Another SSB loan goes under the microscope

   Alarm bells ring every time the Social Security Board (SSB) issues a loan, especially since a PUP government came to power in November 2020. The PUP failed in three consecutive elections, in 2008, 2012, and 2015, and one explanation for the party being snubbed at the polls is the belief of many that between 1998 and 2008, when the party was in power, its appointees did not handle the SSB’s funds with the best judgment. 

   The SSB can’t stand pat; it can’t bury the “talents.” The SSB has to grow its fund so that it can meet its obligations to beneficiaries, and to that end SSB directors and its investment committee are charged to make sound investments in economically sound/socially desirable projects. Many entrepreneurs seek SSB loans because the interest rates are significantly lower than they can get at the banks.

   In 2019 the fund stood at over half a billion dollars, and as then chairman, Doug Singh said, much of it sat at the banks earning little interest. In 2016, Singh thought it was a great investment opportunity for the SSB to lend Santander $12 million at 7% and 8%, but the company backed out because Belizeans didn’t like the idea of the SSB lending money to foreigners. In 2014, the SSB, under Chairman Singh, was “allowed” to lend over $10 million to the Citrus Growers Association (CGA), after Denzil Jenkins, chairman of the CGA subsidiary, ICL, lowered the anxiety of Belizeans a few degrees with the information that the SSB would be making almost 6% more off its funds by lending it to the CGA, than it would make if the money was left in the banks.

   Those loans mentioned were on the table during years when the UDP was in government, but even though the UDP was on a high after cleaning up messes at the SSB and DFC made by the PUP, particularly the PUP 1998-2003 administration, the scrutiny was intense. 

   Caution flags were flying when the SSB recently announced that it was lending $20 million to the DFC, but the DFC quickly put fears to rest with the claim on its website that this latest loan was one of 24it had received over the years from the SSB, and that in its 59-year history it hadn’t defaulted on any of its debt obligations. That one having been addressed, next in line is a proposed $7 million loan to Pharmacy Express Ltd., a company few had heard of prior to it applying for SSB funds.  

   It is claimed that the company has put up collateral that is worth three times the sum it hopes to borrow, but that hasn’t stopped Belizeans from clamoring for the SSB to do more scrutiny of this company before lending it the people’s money.
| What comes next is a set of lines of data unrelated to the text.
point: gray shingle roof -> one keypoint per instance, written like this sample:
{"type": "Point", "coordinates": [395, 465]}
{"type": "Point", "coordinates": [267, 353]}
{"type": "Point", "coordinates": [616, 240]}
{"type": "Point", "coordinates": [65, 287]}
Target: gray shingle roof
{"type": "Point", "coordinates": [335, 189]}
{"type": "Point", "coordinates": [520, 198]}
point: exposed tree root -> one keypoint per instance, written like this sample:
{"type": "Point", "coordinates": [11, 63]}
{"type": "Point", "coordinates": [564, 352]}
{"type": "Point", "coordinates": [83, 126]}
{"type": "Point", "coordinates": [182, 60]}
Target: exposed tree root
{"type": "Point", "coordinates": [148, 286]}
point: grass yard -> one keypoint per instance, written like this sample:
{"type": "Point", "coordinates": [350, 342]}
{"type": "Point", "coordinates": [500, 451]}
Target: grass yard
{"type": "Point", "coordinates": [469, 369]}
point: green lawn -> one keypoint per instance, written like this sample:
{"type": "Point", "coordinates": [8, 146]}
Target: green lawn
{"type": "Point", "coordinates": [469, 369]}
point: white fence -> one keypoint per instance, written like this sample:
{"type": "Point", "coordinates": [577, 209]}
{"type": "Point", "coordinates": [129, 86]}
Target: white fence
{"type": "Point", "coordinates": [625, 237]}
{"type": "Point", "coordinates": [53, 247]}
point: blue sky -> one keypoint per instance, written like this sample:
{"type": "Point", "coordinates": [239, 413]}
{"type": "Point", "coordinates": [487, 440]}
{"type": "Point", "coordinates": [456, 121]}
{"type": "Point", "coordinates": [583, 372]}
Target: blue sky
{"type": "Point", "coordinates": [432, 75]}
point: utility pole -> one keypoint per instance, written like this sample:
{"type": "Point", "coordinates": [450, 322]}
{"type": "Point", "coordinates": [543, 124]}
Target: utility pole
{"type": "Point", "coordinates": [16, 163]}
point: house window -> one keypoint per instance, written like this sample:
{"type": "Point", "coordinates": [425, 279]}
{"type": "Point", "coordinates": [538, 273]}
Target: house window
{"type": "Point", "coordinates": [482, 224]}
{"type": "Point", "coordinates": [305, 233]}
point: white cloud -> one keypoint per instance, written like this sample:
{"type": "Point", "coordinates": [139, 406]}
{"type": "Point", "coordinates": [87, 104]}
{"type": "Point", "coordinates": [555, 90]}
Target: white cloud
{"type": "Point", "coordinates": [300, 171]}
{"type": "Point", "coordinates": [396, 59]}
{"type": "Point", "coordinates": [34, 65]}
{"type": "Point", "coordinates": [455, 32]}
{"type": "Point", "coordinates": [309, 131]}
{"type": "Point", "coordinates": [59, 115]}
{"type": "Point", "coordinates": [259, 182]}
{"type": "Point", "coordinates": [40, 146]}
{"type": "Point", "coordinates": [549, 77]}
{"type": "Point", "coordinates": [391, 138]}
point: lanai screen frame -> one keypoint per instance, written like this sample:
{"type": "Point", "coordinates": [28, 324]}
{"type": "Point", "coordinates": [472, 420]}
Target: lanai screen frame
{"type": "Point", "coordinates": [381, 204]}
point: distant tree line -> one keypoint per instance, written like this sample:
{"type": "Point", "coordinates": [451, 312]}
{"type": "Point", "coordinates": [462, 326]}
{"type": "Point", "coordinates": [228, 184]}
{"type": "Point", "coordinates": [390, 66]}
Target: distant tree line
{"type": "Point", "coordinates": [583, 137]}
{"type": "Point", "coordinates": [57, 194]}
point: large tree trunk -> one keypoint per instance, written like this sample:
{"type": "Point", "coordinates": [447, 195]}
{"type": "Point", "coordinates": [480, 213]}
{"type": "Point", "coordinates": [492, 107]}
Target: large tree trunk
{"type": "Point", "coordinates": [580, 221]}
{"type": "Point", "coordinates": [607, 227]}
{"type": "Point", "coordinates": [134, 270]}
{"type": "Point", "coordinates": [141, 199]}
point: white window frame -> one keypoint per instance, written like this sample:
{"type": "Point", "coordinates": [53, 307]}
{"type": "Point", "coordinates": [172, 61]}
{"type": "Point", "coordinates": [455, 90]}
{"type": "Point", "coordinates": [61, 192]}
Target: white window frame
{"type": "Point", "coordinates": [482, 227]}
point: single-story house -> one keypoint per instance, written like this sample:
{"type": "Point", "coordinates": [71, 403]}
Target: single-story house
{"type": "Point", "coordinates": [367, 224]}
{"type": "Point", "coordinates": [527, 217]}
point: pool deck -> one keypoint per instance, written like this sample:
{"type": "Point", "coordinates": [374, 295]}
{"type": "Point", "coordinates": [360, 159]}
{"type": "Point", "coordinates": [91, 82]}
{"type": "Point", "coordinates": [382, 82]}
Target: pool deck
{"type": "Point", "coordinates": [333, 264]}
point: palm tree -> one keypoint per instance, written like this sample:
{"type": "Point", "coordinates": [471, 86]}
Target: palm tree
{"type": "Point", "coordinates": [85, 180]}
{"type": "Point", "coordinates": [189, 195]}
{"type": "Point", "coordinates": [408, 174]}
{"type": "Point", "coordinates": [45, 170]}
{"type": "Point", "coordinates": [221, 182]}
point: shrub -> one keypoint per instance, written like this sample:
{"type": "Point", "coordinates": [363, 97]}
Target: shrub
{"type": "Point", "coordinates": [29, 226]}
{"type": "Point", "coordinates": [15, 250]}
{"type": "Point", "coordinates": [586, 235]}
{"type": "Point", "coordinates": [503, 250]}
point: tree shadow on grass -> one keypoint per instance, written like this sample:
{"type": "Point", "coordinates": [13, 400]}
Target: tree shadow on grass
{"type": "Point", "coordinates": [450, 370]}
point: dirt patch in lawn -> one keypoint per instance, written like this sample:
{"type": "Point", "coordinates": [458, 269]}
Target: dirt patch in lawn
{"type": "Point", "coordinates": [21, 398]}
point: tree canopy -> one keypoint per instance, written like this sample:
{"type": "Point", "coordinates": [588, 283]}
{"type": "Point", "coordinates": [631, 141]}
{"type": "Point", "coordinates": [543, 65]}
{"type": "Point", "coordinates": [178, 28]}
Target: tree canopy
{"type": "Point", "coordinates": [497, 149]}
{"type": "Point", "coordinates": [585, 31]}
A couple days after information was published about the proposed loan, the Ministry of Health & Wellness expressed “some concerns”, and Cabinet, in a meeting on July 28th, said it recognized the “autonomy of the SSB but supports the importance and necessity of ensuring that all relevant information regarding Pharmacy Express Limited is shared with SSB before a final decision is made in respect of the loan.”

   As noted, SSB loans are much sought after, and ever since a PUP government was less than careful with the people’s funds—the details of such misdeeds or missteps lying buried in a Commission of Inquiry report that has never been published—Belizeans have kept a particularly keen eye on the Board’s transactions. It’s possible that Pharmacy Express Ltd. can generate sufficient cash flow to service a $7 million loan and that its collateral is as good as Placencia land, factors that would make it a fair bet. But the company will have to open its books to more examination. That’s because Belizeans, having been bitten before, become very wary whenever they hear of a new investment of the people’s funds by the SSB.